Basically what I have is a pix gateway of 192.168.1.1 and the ipcop gateway of 192.168.1.251. They are separate pipes out of the network on the same subnet and they have different public ip's.

I want the pix to handle exchange and the vpn's alone, and forward everything else (http, ftp, https etc) over to the ipcop box. I need a sample command to go by as I can't find it anywhere.

The head office internal network cannot see the other networks thru the vpn tunnels as the pix is not the gateway for the main network. The Ipcop was put in place as a test to see what the capabilities are and it works very well but has difficulties in addressing static routes. Basically, if I try to RDP into one of the remote workstations using the ipcop gateway, the ip doesn't exist cause there's no static routes involved. If I can address the problem with the ipcop, then I wouldn't need to use the pix as the gateway at all, but it would still be preferred.

Reply to
Rob

Okay.

Your earlier request was to forward *all* the internet traffic to the ipcop box, and I took that to mean that any incoming VPN traffic should go to the ipcop box after being decapsulated. The route solution I gave works for that scenario.

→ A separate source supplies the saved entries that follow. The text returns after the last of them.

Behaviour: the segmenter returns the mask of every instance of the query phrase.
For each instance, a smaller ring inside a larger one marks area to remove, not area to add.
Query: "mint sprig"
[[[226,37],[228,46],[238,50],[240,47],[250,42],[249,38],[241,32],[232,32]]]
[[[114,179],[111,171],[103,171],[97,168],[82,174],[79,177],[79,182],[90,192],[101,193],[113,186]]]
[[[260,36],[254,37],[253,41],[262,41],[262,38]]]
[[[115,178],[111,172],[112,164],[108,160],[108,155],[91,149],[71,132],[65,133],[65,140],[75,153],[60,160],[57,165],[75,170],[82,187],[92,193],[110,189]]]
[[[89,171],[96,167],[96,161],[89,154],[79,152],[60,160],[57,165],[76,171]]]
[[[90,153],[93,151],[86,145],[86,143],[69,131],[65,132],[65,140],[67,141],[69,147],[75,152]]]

If you want VPN traffic to arrive, be decapsulated, and be exempt from going to the ipcop box, even when the internal destination is the same as for some of the traffic handled by the ipcop box, then that's a problem. If, though, the ipcop box is doing NAT and the VPN tunnels can be expressed in terms of the "raw" IP addresses, then you can route the NAT'd IPs to the ipcop box and have the "raw" IPs go directly (or to a different internal router.)

If, though, you want to be able to distinguish based upon protocol (good luck characterising exactly what protocols Exchange uses though), with some protocols going directly and the rest going via the ipcop box, then you cannot directly use the "route" solution, because the PIX 501 does not support policy-based routing [PBR] (the other PIX models aren't exactly marvels at PBR either.] In such a case you would have to combine static PAT and different IP ranges with NAT on the ipcop box, so that after the static PAT step the apparent destination IP range would differ for the two cases. The PIX 501 can route based upon destination IP but not source IP and not protocol or port. (It can NAT differently based upon source IP or protocol or source or destination port though.)

In my route and differential NAT solutions above, I did not deal with the problem of reply packets and how they travel back via the ipcop box or skip the box as appropriate. I do not, though, know what the capabilities are of ipcop, and I am not certain quite yet about how you want different traffic types to be handled.